Jekyll and Hyde: Some clients may surprise you because one moment they are enthusiastic and excited about the work you are doing for them and the next moment they seem to draw back and express doubts about the value you are bringing to their business. When the client is happy and things are working well look at it as an opportunity to be productive and proactive. This is the time to talk strategy and move forward with new plans and projects. When they begin to express doubts, calmly remind them about their original goals and show them the data that you have to support your work. Some clients may need to be reminded of the value that your work is bringing their business. If you are keeping good data, it will be easy for you to show them these results.
Be prompt with responses: When a client raises a complaint, aim to address it as quickly as possible. Delaying your response can cause the client to become even more annoyed or agitated. You should also aim to provide your difficult clients with regular updates about the progress of their project. This becomes even more important if you face any setbacks that could get in the way of you meeting a deadline. Your client will appreciate your proactive effort to keep them in the loop and if the client misses a deadline, you will have documentation of your efforts to get what you needed from them in a timely fashion.

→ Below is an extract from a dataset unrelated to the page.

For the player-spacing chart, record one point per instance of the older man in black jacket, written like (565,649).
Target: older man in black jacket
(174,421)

Establish clear guidelines: Frustrations often arise from unfulfilled promises. Setting clear guidelines before starting a project defines the scope of work you will do under the contract. Having the scope of work clearly defined from the beginning eliminates any confusion or misunderstandings. You and your client will know exactly what to expect and when to expect it. Also, when setting ground rules, such as contact hours or pricing structure, makes sure that you remain in control. If the client pressures you to do work out of scope, then you will be able to reference the contract and ask that the client pay extra for additional services. If you make a mistake due to a misunderstanding, don’t backtrack on what you promised to deliver, instead express remorse and move forward to make it right.
Stand your ground- Interacting with difficult clients from a place of fear can significantly influence the quality of your work. If your client expresses dissatisfaction towards something, don’t react in fear, and don’t rush to fix the situation without first outlining exactly what is wrong and what will make it better. Rushing can lead to additional mishaps. Instead, actively listen to your client and calmly figure out what the next step should be. That said, be assertive. You are a business owner just like them and an expert at what you do. Act as an authority in your field and know that you deserve respect.
If a client becomes extremely toxic, abusive, or so demanding that you stand to suffer financial losses, it might be time to end the relationship. If they are a contract client, do your best to fulfill the contract and decline further work. If they are a maintenance client, you’ll need to give them sufficient notice that you will no longer be available to take their business. Always make sure that when severing ties with a client, that you do not sabotage any aspect of their business and that you maintain your integrity in the parting.
Avoid Problems with a good Onboarding Strategy
Growing your business means scaling your operation, including how you deal with clients. The best time to establish protocols with your clients is when you onboard them. According to HubShout’s 2019 Agency Growth Survey, 85% of the agencies surveyed agreed that successful customer onboarding ensures long-term customer loyalty. Set yourself up for success by establishing a good working relationship from the beginning.